Miguel A. De La Torre (born October 6, 1958) is a full professor of social ethics at Iliff School of Theology, a religious scholar, author, and an ordained minister.
Born in Cuba months before the Castro Revolution, De La Torre and his family migrated to the United States as refugees when he was an infant. For a while the U.S. government considered him and his family as “illegal aliens”. He attended Blessed Sacrament School in Queens, New York and was baptized and confirmed by the Catholic Church. Simultaneously, his parents were priest/priestess of the religion Santerķa. He left Queens, moving to Miami, Florida in his teens.
At nineteen years of age he began a real estate company in Miami called Championship Realty, Century 21. The office grew to over 100 sales agents. During this time he obtained a Masters in Public Administration from American University in Washington, DC. Eventually he was elected president of the Miami Board of Realtors. He was also active in local politics, becoming the founding president of the West Dade Young Republicans. In 1988 he was a candidate for the Florida House of Representatives, District 115, but lost to Mario Diaz-Balart.
In his early twenties he became a “born-again” Christian, joining University Baptist Church in Coral Gables, Florida. De La Torre dissolved the thirteen-year-old real estate company in 1992 to attended Southern Baptist Theological Seminary in order to obtain a Masters in Divinity and enter the ministry. During his seminary training he served as pastor at a rural congregation, Goshen Baptist Church in Glen Dean, Kentucky.
De La Torre continued his theological training and obtained a doctorate from Temple University in social ethics in 1999. According to the books he published, he focuses on ethics within contemporary U.S. thought, specifically how religion affects race, class, and gender oppression. His works 1) applies a social scientific approach to Latino/a religiosity within this country; 2) studies Liberation theologies in the Caribbean and Latin America (specifically in Cuba); and 3) engages in postmodern/postcolonial social theory.
In 1999 he was hired to teach Christian Ethics at Hope College in Holland, MI. In 2005 he wrote a column for the local newspaper, The Holland Sentinel, titled “When the Bible is Used for Hatred.” The article was a satirical piece commenting on Focus on the Family’s James Dobson outing of SpongeBob Square Pants. Dobson responded to the article.
A controversy over these articles ensued.

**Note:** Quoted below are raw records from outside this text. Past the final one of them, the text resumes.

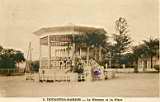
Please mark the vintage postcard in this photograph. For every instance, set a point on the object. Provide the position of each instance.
(79, 48)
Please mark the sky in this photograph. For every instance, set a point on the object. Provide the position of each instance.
(20, 18)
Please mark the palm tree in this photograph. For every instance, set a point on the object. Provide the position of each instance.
(19, 57)
(97, 40)
(138, 52)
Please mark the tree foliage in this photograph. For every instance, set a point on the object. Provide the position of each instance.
(9, 58)
(122, 40)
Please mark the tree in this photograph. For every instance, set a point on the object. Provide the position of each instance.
(19, 58)
(121, 39)
(9, 58)
(97, 40)
(151, 47)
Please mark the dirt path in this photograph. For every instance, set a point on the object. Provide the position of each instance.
(142, 84)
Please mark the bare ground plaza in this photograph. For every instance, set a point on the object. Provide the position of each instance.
(124, 85)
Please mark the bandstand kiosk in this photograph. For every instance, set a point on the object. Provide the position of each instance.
(57, 51)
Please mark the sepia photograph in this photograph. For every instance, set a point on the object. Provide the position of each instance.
(79, 48)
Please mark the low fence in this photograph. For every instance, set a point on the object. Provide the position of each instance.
(121, 70)
(10, 70)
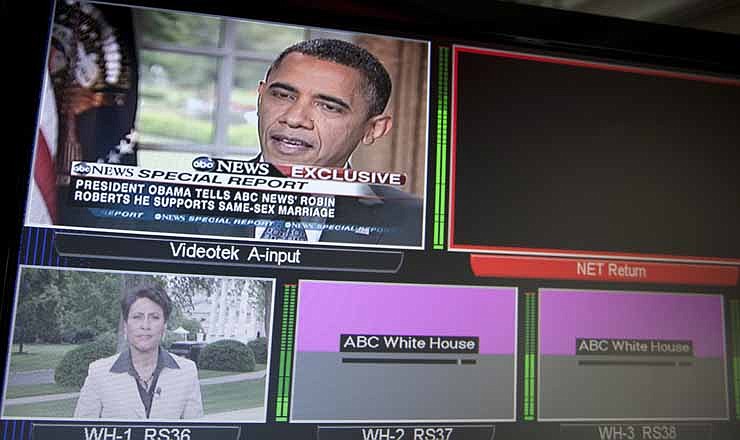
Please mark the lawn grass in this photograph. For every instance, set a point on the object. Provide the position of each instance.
(56, 408)
(207, 374)
(217, 398)
(44, 389)
(38, 356)
(232, 396)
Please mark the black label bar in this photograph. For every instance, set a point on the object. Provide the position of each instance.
(418, 432)
(51, 431)
(71, 244)
(634, 347)
(636, 431)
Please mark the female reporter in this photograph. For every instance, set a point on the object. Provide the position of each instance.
(144, 380)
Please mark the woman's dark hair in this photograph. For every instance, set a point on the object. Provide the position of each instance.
(154, 293)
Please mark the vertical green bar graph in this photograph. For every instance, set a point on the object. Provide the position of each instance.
(530, 355)
(285, 368)
(440, 188)
(735, 322)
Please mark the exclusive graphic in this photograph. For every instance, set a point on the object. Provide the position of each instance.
(318, 147)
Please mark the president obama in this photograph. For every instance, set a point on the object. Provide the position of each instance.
(319, 101)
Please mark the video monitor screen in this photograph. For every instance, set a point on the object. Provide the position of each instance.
(325, 222)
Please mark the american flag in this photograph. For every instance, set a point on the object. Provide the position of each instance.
(42, 205)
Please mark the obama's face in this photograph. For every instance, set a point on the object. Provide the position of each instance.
(315, 112)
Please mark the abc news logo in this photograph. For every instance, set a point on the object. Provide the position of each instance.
(81, 168)
(204, 163)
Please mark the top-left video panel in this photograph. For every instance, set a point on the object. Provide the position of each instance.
(162, 122)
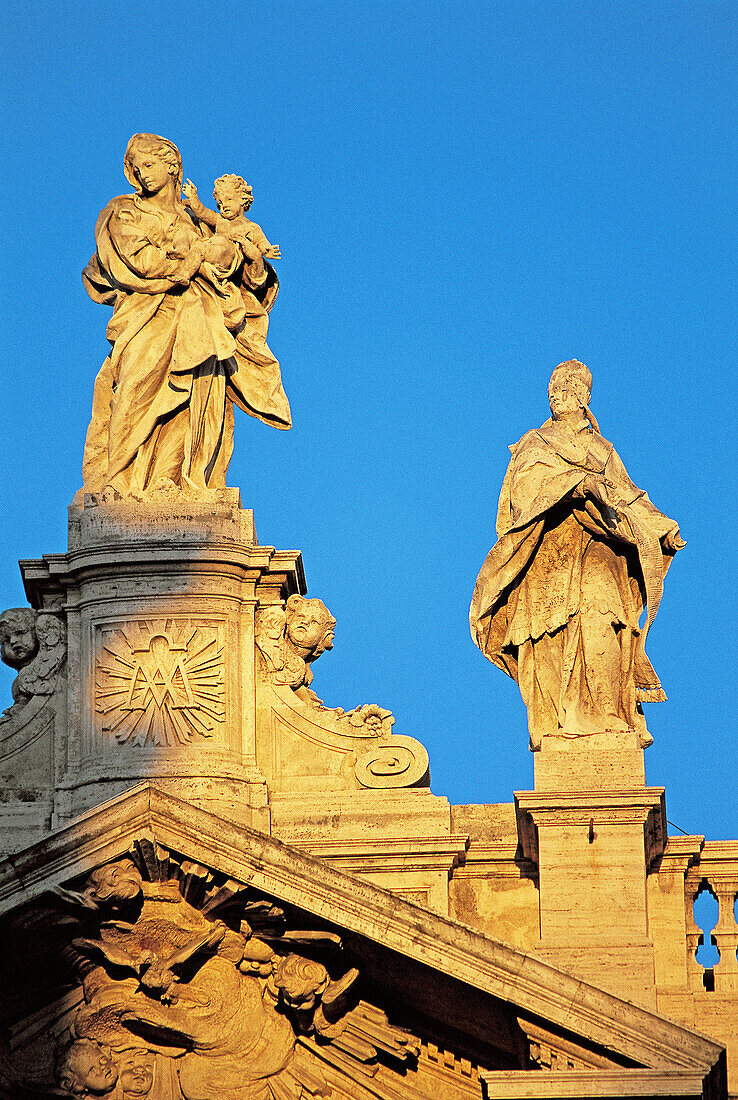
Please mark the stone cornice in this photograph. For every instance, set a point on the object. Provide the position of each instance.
(536, 988)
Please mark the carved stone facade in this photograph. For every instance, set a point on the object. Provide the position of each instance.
(190, 927)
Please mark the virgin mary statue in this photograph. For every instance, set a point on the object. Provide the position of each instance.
(187, 338)
(581, 553)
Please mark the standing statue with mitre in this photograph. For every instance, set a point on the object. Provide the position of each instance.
(581, 553)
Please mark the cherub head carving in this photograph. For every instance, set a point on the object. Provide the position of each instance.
(136, 1073)
(114, 882)
(233, 195)
(86, 1068)
(309, 627)
(18, 636)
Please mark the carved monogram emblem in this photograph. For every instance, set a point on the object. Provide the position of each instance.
(160, 683)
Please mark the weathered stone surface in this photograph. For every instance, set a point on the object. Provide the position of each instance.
(191, 294)
(581, 552)
(152, 909)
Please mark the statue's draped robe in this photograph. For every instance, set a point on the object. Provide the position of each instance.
(559, 597)
(180, 355)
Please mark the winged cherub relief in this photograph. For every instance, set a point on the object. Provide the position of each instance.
(34, 644)
(182, 1004)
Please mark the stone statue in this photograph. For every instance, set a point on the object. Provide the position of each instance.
(290, 639)
(188, 332)
(581, 552)
(179, 1005)
(34, 642)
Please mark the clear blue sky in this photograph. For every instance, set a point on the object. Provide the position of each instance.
(464, 195)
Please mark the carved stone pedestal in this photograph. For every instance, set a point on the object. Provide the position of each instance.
(594, 829)
(173, 648)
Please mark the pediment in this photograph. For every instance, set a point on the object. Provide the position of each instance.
(242, 969)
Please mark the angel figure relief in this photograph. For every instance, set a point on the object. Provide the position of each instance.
(581, 553)
(190, 301)
(213, 1003)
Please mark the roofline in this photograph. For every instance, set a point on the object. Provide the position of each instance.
(504, 971)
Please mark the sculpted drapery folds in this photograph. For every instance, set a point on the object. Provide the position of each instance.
(581, 553)
(188, 337)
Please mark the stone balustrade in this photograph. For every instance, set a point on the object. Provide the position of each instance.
(717, 871)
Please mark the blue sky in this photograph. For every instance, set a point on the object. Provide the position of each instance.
(464, 194)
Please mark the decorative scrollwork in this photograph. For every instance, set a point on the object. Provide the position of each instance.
(398, 761)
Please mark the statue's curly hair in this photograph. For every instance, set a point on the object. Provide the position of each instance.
(238, 182)
(162, 147)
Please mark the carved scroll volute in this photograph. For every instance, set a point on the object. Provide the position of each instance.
(397, 761)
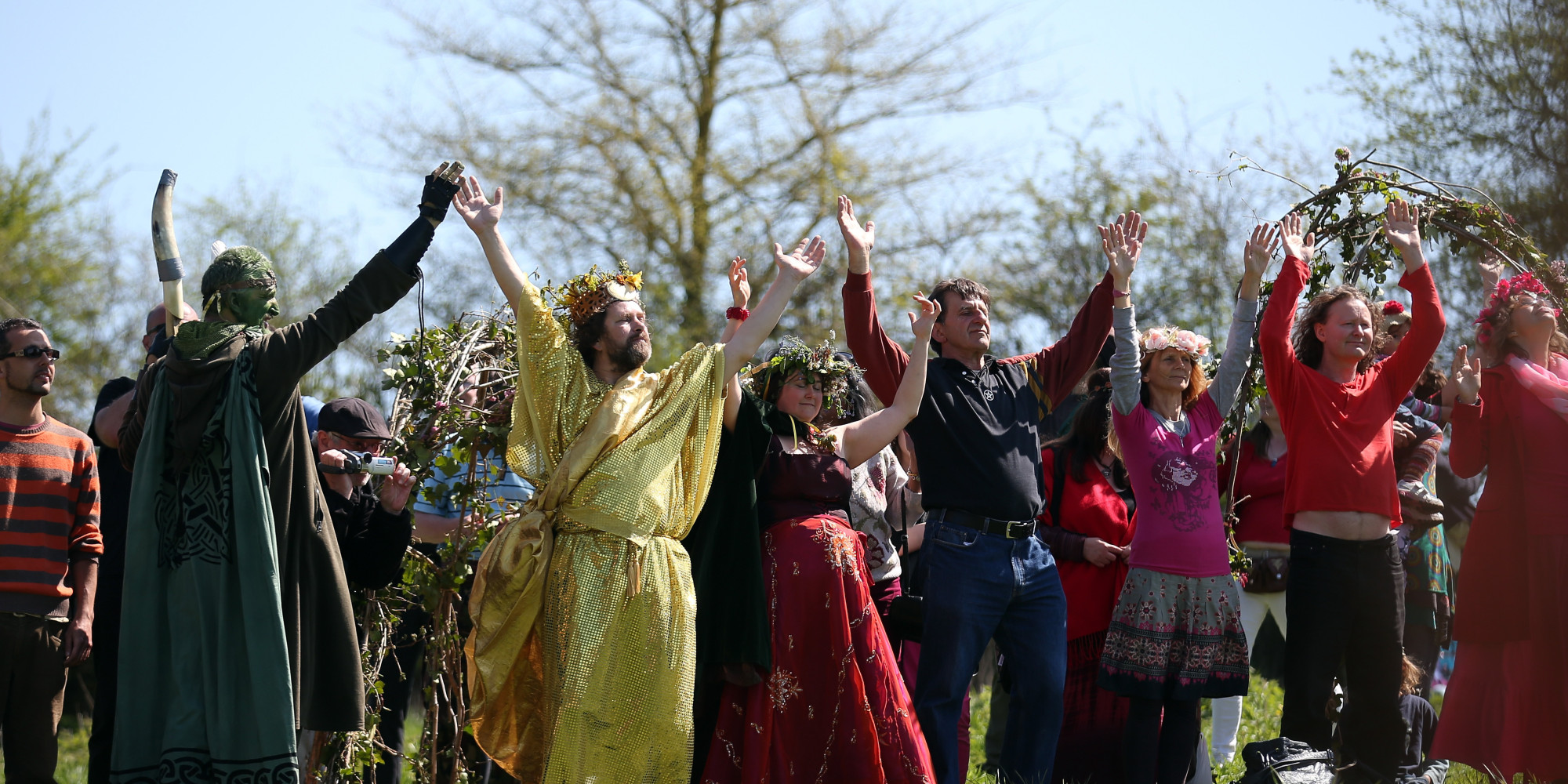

A few months afterwards, De La Torre resigned his tenure and took the position of associate professor for social ethics at Iliff School of Theology in Denver, Colorado.
Since obtaining his doctorate in 1999, De La Torre has authored numerous articles and books, including several books that have won national awards, specifically: Reading the Bible from the Margins, (Orbis, 2002); Santerķa: The Beliefs and Rituals of a Growing Religion in America (Wm. B. Eerdmans, 2004); and Doing Christian Ethics from the Margins, (Orbis, 2004). Within the academy he has served as a director to the Society of Christian Ethics and the American Academy of Religion. Additionally, he has been co-chair of the Ethics Section at the American Academy of Religion.
De La Torre has been an expert commentator concerning ethical issues (mainly Hispanic religiosity, LGBT civil rights, and immigration rights) on several local, national, and international media outlets. He also writes monthly articles for Ethics Daily which create controversies within Christian circles.